LAN Yipeng, YAO Wanting, YANG Wenkang, LEI Cheng   

  1. School of Electrical Engineering, Shenyang University of Technology, Shenyang 110870
  • Received:2020-08-01 Revised:2020-12-05 Published:2021-11-16

Abstract: Aiming at the problems of strong nonlinear and uncertainty of external disturbance of the controllable excitation linear synchronous motor magnetic levitation system of CNC machine tools, a direct adaptive controller based on RBF neural network is designed. By analyzing the operating mechanism of the magnetic levitation system, the motion equation and levitation force equation are derived, and then the state equation of the system is established. The error function is constructed by the tracking error of the levitation height and the variation of the error. The direct adaptive ideal controller is designed and approximated by RBF neural network; An adaptive law is designed to estimate the ideal weight of neural network.
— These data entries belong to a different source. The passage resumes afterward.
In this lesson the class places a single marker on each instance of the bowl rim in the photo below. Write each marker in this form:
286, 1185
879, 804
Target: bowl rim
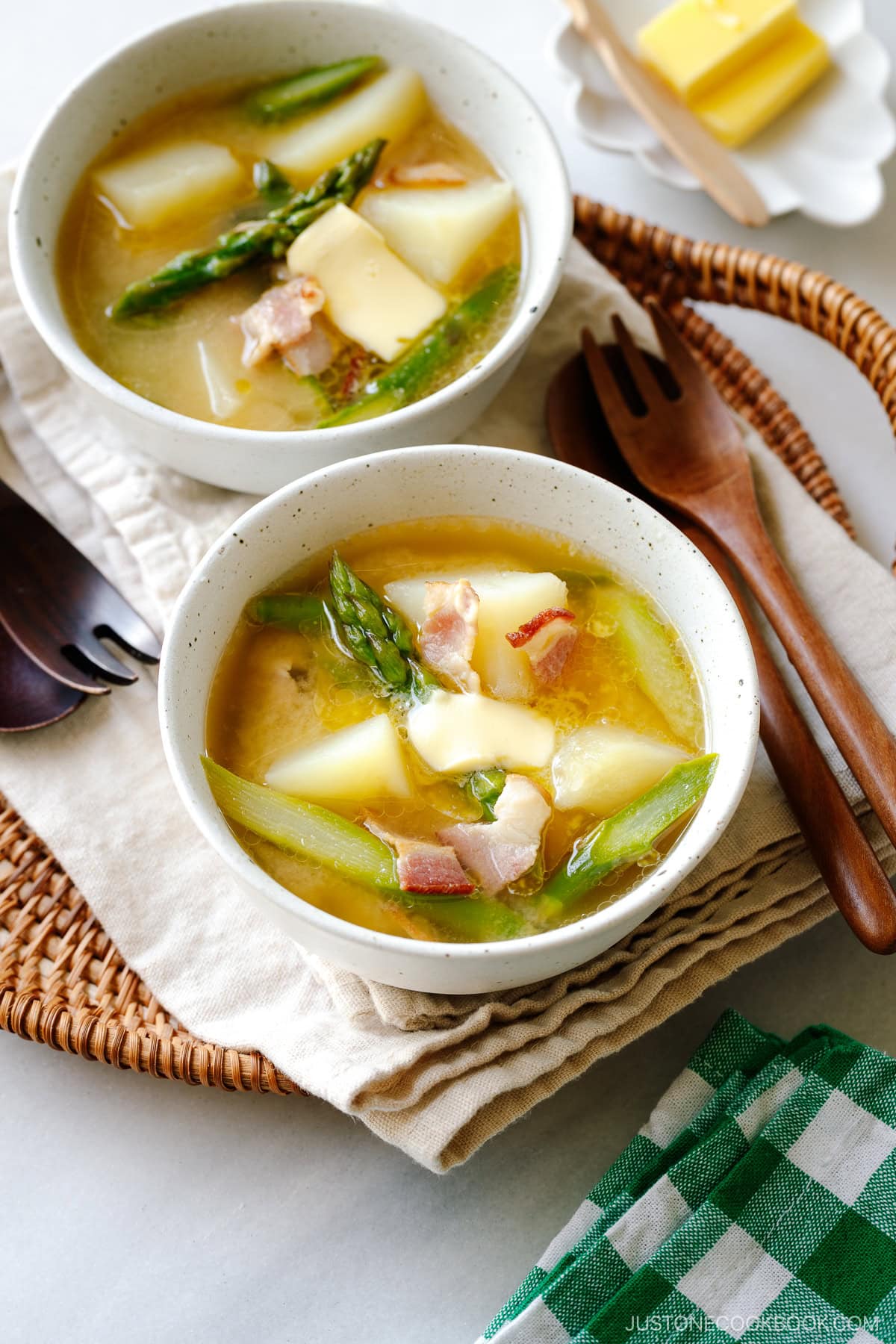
57, 332
641, 900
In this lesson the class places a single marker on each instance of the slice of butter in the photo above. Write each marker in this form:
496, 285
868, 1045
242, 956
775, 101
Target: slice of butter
697, 45
371, 295
460, 732
751, 100
163, 184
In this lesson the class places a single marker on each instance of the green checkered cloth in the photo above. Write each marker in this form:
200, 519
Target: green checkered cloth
758, 1203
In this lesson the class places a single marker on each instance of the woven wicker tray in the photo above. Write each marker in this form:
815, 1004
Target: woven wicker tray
62, 980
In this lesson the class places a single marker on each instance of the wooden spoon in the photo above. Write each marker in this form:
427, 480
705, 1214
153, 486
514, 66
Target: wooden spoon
28, 697
687, 449
845, 859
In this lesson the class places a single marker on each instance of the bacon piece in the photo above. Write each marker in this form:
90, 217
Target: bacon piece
547, 641
497, 853
423, 866
284, 322
449, 631
426, 175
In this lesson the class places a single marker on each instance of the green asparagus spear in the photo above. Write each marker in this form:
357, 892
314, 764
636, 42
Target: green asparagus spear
414, 373
304, 828
485, 788
317, 833
376, 635
249, 242
626, 836
308, 89
305, 612
272, 183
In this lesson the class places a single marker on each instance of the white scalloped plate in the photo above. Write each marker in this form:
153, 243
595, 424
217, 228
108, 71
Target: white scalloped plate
821, 158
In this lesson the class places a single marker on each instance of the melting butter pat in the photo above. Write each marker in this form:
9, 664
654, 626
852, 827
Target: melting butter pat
696, 45
747, 104
371, 295
460, 732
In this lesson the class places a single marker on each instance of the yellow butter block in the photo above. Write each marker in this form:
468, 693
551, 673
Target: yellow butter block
697, 45
746, 104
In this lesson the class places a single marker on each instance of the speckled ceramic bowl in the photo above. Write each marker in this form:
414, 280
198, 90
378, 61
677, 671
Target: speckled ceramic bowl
255, 40
324, 508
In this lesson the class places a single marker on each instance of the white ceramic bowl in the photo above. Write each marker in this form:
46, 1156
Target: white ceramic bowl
264, 40
324, 508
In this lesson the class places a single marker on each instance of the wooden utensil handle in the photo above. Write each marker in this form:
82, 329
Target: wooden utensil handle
837, 843
852, 721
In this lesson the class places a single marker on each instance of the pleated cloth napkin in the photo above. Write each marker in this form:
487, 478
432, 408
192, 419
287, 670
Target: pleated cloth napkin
756, 1203
435, 1075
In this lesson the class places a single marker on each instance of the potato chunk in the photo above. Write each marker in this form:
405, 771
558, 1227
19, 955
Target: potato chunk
390, 107
356, 764
508, 598
458, 732
603, 766
371, 295
155, 187
437, 230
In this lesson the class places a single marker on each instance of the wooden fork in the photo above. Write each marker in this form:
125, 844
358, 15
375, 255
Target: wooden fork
841, 850
58, 608
688, 450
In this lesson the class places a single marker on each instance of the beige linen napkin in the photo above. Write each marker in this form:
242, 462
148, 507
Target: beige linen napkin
435, 1075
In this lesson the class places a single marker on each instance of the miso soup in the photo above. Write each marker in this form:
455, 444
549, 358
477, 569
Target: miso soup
280, 257
455, 730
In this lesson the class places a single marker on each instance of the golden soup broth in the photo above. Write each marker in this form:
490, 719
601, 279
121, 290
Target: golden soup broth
158, 355
277, 690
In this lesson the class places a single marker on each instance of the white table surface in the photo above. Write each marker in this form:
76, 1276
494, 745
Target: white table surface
148, 1211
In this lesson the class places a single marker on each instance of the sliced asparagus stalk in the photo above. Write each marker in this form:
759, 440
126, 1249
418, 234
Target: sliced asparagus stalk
376, 635
304, 828
272, 183
485, 788
626, 836
305, 612
249, 242
308, 89
415, 371
472, 920
660, 671
317, 833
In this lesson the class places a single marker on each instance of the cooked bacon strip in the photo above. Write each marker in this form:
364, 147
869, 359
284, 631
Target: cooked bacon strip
426, 175
449, 631
547, 641
422, 866
497, 853
285, 322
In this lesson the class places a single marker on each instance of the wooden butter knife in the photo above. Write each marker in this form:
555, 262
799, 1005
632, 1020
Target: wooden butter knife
680, 131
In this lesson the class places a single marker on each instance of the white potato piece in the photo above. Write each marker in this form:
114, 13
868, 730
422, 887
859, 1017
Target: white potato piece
371, 295
603, 766
223, 396
438, 230
458, 732
390, 107
356, 764
508, 598
153, 187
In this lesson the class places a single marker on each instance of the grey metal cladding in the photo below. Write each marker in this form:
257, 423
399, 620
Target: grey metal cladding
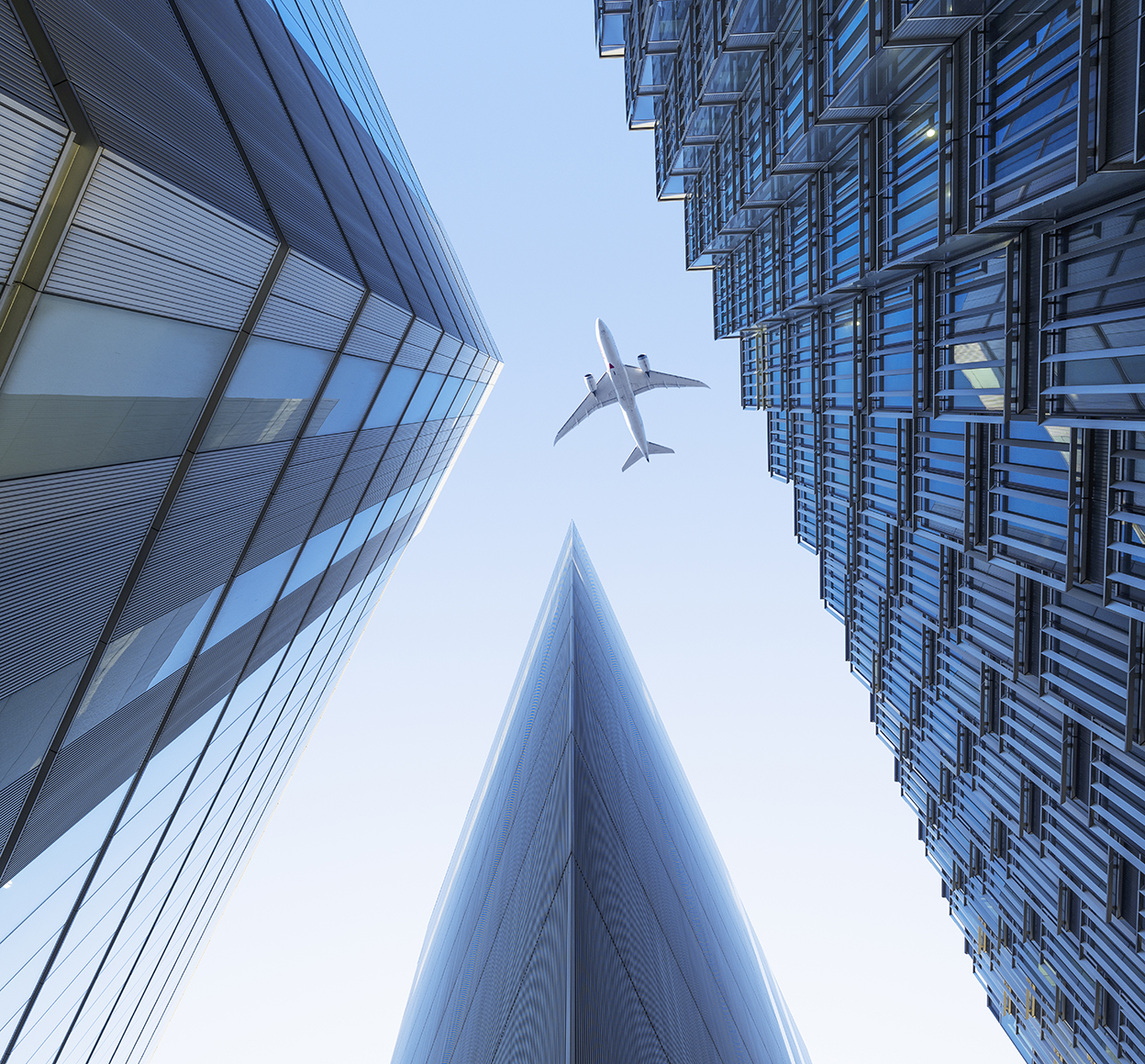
446, 355
89, 769
379, 330
309, 305
206, 530
32, 146
147, 99
42, 621
322, 124
212, 677
21, 74
141, 244
298, 497
267, 134
346, 493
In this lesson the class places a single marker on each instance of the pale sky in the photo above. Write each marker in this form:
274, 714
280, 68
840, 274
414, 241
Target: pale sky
517, 134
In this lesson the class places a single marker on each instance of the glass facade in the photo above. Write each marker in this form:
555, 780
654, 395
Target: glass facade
237, 360
586, 914
926, 225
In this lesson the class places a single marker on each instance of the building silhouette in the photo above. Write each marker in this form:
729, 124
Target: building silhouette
586, 915
926, 225
237, 360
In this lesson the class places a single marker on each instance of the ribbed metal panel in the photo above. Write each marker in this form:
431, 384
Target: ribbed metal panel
379, 330
346, 493
12, 802
206, 532
268, 137
383, 482
89, 769
21, 74
309, 305
142, 244
61, 576
212, 678
464, 360
31, 147
326, 134
446, 355
298, 498
147, 99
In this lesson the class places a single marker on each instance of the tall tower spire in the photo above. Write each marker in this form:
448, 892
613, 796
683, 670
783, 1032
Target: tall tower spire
587, 914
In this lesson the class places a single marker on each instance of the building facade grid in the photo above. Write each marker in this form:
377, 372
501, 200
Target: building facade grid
924, 225
239, 360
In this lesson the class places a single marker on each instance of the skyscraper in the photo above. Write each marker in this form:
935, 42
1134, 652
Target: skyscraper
237, 360
926, 225
586, 915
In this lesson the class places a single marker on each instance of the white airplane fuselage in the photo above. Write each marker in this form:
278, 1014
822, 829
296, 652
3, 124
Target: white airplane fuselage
624, 396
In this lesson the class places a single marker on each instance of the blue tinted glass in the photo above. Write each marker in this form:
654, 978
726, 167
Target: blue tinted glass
271, 369
462, 396
135, 662
423, 399
474, 399
393, 397
347, 396
315, 557
250, 594
181, 653
359, 530
446, 396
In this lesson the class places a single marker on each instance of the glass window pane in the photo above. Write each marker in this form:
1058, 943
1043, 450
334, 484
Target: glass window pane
393, 397
252, 593
423, 399
94, 385
315, 557
135, 662
349, 394
28, 718
269, 394
449, 390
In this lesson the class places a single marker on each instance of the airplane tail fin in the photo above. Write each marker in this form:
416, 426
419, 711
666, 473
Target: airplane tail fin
637, 454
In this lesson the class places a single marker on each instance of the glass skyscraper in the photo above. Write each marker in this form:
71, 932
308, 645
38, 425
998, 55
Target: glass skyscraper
926, 224
237, 360
586, 915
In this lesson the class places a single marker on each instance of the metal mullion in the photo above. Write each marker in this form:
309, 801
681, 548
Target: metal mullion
1084, 31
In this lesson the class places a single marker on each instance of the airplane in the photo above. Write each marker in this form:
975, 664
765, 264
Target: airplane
622, 383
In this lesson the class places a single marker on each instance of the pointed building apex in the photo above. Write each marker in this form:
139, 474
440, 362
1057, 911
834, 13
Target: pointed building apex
586, 916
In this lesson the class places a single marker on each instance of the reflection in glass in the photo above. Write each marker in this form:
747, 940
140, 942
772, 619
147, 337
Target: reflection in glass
395, 394
268, 395
349, 394
423, 399
28, 718
252, 593
135, 662
93, 385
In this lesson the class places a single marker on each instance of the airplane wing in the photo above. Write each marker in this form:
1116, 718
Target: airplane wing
642, 382
604, 396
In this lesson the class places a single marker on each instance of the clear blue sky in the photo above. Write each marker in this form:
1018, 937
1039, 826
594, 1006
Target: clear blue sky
517, 133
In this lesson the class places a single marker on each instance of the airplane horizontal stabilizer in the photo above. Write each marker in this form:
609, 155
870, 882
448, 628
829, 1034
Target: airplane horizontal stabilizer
604, 395
644, 382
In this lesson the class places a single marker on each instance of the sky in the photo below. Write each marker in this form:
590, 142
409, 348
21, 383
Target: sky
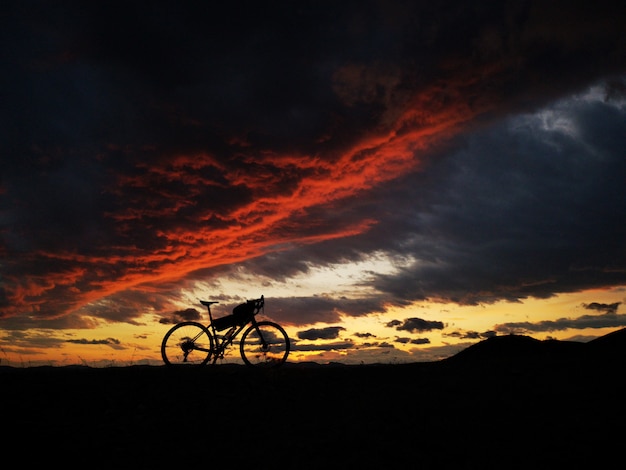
398, 179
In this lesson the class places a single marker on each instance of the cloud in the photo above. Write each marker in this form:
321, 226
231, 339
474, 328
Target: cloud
330, 332
143, 158
415, 325
603, 308
609, 319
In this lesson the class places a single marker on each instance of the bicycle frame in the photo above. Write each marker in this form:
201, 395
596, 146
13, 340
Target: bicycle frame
263, 342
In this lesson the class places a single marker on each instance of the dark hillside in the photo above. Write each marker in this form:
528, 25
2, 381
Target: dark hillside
508, 402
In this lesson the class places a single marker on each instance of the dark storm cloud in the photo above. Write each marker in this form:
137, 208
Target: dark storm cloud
145, 142
329, 332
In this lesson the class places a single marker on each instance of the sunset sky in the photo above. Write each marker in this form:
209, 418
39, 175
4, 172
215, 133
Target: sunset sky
399, 179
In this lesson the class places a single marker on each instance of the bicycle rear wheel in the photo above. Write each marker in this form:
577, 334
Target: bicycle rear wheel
187, 344
265, 344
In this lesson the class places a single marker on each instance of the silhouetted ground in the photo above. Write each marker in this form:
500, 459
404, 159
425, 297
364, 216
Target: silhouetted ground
507, 402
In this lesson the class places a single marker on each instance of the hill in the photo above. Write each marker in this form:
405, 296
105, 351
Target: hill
507, 402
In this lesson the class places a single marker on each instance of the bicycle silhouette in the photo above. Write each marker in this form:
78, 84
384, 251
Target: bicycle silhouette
263, 343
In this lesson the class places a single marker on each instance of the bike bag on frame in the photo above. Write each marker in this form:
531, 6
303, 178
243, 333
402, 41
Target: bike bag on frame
240, 316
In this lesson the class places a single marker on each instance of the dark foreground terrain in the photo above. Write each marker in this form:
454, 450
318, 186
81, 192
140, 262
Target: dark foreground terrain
507, 402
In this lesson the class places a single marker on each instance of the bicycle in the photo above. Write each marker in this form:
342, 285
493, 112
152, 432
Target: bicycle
263, 343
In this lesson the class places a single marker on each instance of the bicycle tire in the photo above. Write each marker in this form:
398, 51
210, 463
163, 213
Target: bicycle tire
187, 344
264, 345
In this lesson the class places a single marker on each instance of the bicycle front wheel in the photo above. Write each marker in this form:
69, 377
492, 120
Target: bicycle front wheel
187, 344
264, 344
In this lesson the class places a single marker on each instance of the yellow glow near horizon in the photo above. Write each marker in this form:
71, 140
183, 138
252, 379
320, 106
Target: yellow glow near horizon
373, 341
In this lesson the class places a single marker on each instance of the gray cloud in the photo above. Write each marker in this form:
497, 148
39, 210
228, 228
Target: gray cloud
117, 140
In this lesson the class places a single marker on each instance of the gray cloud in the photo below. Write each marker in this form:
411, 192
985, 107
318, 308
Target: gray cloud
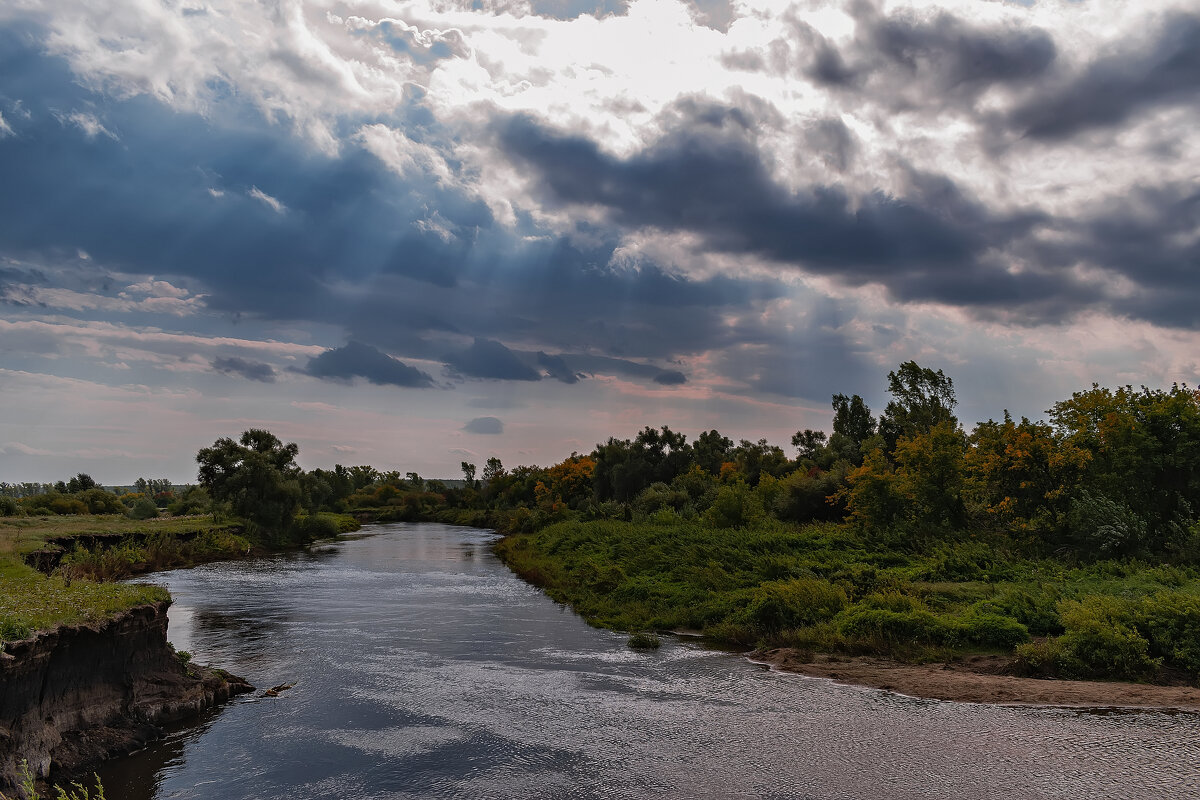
1146, 73
671, 378
485, 425
359, 360
905, 59
709, 179
490, 359
249, 370
557, 368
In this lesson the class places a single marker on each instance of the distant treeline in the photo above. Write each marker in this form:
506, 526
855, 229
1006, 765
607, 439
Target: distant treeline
1110, 473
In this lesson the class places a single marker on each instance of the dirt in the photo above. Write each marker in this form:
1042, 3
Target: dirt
978, 679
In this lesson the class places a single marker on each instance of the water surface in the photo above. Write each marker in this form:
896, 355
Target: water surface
425, 669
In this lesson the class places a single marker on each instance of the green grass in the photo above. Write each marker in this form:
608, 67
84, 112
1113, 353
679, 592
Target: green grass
820, 588
31, 601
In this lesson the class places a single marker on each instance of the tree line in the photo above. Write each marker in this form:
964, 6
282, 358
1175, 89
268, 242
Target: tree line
1109, 473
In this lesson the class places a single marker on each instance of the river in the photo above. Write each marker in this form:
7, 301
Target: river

The quadratic Lyapunov function is constructed for the change rate of error function, and the stability of the system is proved by Lyapunov stability theory. The control system is simulated by Matlab, and the results show that compared with the adaptive fuzzy sliding mode controller and PID controller, the adjusting time of no-load starting is reduced by 23.5%, when the load is suddenly applied, the dynamic descent is reduced by 64.7% and the recovery time is reduced by 38.2%, it has the advantages of small steady-state error, short adjustment time and recovery time, strong disturbance immunity, and the control performance of the magnetic levitation system can be effectively improved.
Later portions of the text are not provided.